Optimization of the Deposition Process Parameters of DC Magnetron Sputtering to Achieve Desired Deposition Rate Using Design of Experiment Method

In a DC magnetron sputtering system, the deposition rate is significantly affected by the sputtering power and working pressure, and the precise nature of this dependence varies from machine to machine. An understanding of the effect of sputtering parameters on the deposition rate is required before undertaking further studies. To do so, we have carried out a design of experiments study on the optimization of deposition process parameters using a Taguchi design methodology. Taking an example of silver (Ag) deposited on silicon (100) substrates using the DC magnetron sputtering method, we use a Taguchi L9 design to reduce the experimental design space from 27 to 9 combinations. The attributes of the Ag thin films were quantified with respect to surface roughness (Ra), thickness (t), and sheet resistance (R-s). The objectives of this study are 3-fold: establishing the effect of sputtering process parameters, namely the power and working pressure, on the deposition rate for the system under consideration; optimizing the sputtering process parameters within the chosen design space to ensure the formation of smooth conductive films using Taguchi analysis and response surface models; and analyzing the effect of annealing on the thin film characteristics.
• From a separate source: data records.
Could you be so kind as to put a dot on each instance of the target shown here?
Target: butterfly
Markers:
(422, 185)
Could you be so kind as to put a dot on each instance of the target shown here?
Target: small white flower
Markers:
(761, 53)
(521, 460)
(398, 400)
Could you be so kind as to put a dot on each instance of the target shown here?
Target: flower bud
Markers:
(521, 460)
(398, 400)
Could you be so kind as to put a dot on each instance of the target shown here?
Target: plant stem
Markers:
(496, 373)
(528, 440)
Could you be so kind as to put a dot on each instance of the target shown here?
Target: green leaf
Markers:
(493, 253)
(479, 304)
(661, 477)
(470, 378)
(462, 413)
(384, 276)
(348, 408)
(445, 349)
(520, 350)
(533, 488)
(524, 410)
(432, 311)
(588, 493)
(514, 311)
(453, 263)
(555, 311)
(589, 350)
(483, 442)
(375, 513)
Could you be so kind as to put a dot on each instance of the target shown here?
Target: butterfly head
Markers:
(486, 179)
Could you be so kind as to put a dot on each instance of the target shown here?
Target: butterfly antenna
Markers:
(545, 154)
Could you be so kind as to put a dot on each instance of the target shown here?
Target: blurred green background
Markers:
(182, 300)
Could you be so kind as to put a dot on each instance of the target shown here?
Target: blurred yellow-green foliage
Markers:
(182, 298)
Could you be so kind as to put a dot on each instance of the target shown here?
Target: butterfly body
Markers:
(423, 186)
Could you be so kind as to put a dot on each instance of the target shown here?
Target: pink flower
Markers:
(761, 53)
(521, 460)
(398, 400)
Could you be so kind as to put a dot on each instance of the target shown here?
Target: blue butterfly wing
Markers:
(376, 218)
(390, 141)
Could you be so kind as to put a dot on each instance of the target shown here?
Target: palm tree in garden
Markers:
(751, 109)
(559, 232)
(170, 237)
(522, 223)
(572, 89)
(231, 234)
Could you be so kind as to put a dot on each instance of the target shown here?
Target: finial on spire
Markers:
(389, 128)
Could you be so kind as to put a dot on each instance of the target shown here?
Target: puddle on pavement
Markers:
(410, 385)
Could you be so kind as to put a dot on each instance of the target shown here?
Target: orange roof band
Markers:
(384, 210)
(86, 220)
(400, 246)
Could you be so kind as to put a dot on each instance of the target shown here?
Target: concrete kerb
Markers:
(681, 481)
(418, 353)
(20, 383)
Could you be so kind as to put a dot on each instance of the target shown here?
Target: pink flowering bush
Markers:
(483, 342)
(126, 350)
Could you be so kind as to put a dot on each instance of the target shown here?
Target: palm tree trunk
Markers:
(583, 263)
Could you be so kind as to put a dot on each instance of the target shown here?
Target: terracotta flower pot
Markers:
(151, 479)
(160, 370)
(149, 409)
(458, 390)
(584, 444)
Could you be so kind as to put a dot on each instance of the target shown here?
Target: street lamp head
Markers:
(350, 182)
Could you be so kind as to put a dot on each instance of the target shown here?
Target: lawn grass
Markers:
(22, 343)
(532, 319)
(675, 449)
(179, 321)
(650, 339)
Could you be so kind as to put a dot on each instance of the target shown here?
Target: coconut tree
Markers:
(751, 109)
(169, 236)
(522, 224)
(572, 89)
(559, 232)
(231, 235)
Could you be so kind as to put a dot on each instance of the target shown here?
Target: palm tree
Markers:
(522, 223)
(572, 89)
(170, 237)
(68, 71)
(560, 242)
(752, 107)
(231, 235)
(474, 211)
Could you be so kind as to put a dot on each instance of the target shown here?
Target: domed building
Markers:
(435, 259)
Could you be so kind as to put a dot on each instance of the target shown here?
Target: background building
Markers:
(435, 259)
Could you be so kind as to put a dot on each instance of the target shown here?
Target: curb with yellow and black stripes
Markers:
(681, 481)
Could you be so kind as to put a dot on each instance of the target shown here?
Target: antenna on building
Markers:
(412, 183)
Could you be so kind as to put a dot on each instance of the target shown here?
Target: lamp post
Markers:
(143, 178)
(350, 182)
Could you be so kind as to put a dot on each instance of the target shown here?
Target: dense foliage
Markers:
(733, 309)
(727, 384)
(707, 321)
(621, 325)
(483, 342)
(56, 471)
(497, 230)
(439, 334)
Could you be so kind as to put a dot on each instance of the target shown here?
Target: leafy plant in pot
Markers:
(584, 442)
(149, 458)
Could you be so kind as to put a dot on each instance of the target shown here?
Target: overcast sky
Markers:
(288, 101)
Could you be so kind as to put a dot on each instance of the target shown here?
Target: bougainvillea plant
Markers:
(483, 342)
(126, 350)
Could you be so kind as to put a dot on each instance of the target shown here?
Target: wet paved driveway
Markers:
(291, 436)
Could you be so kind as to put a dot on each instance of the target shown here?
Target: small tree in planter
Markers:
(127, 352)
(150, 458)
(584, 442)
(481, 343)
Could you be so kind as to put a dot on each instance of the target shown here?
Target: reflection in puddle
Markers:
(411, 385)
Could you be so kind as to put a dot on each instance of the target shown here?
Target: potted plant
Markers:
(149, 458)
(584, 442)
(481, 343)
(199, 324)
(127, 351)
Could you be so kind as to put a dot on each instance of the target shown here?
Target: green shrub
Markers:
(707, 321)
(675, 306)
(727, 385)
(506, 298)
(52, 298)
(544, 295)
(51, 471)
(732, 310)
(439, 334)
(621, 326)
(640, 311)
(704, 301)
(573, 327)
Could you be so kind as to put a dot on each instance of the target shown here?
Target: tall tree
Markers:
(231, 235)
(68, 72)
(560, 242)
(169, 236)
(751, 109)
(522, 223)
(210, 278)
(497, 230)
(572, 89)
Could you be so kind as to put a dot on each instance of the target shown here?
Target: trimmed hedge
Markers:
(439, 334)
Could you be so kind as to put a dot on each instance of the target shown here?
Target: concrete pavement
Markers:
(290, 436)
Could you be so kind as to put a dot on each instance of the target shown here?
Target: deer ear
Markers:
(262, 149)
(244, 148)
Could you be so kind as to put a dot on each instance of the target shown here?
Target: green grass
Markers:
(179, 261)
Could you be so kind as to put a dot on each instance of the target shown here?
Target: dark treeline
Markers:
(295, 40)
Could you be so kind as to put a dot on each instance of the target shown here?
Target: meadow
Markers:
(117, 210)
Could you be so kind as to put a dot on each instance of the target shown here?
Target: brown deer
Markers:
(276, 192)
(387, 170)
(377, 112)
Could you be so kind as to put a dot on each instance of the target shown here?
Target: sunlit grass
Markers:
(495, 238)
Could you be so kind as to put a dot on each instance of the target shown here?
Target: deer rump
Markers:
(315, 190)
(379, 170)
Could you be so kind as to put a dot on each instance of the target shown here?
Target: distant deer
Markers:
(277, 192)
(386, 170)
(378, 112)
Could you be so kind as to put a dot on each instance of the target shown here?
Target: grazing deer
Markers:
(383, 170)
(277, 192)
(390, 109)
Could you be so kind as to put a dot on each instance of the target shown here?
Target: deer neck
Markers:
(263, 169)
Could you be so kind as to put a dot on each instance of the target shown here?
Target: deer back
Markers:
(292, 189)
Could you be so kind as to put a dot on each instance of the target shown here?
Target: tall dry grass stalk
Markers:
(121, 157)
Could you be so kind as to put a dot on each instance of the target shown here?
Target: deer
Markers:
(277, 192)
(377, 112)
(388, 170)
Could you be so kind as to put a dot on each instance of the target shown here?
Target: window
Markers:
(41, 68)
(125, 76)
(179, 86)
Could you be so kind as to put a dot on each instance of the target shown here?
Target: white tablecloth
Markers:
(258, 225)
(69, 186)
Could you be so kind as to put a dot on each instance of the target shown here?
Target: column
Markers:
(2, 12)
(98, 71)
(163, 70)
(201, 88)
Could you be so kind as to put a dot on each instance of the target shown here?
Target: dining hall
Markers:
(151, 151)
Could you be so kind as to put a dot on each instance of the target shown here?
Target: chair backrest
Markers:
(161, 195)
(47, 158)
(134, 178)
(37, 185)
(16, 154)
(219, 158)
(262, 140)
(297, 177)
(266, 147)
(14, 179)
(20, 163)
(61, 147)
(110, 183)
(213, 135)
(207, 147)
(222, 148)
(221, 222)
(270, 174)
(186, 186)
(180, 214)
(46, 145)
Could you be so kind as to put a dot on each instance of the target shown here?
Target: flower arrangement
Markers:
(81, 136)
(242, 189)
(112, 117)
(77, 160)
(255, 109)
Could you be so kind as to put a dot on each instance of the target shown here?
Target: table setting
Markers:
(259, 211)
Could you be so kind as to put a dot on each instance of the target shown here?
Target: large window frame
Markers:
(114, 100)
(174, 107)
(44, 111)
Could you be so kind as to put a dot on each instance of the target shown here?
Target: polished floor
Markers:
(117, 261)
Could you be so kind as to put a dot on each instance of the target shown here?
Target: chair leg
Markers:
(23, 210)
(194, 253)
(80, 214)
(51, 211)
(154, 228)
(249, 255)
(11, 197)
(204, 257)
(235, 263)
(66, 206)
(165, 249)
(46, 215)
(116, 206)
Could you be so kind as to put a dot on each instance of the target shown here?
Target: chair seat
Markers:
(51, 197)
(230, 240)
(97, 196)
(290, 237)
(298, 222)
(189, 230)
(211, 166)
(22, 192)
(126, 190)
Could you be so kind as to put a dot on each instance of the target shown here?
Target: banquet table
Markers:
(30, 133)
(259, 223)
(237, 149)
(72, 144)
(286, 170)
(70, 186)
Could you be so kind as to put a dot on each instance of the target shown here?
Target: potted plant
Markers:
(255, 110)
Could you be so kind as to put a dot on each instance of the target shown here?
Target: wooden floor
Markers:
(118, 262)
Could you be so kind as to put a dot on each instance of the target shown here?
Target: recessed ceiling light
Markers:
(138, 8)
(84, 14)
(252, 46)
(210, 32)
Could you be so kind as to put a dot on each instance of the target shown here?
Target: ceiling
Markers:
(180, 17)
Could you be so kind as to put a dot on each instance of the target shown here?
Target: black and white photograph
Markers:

We found that the deposition rate increases with increasing the sputtering power. The highest deposition rate for the maximum power considered (25 W) was achieved at an intermediate working pressure of 6.1 x10(-3) mbar. The lowest deposition rate was obtained for the minimum power (5 W) and the highest working pressure (8.5 x 10(- 3) mbar) considered. For the given substrate-material system, we also found that the critical thickness below which the deposited films are non-conductive was 16 nm, which agrees with the existing literature.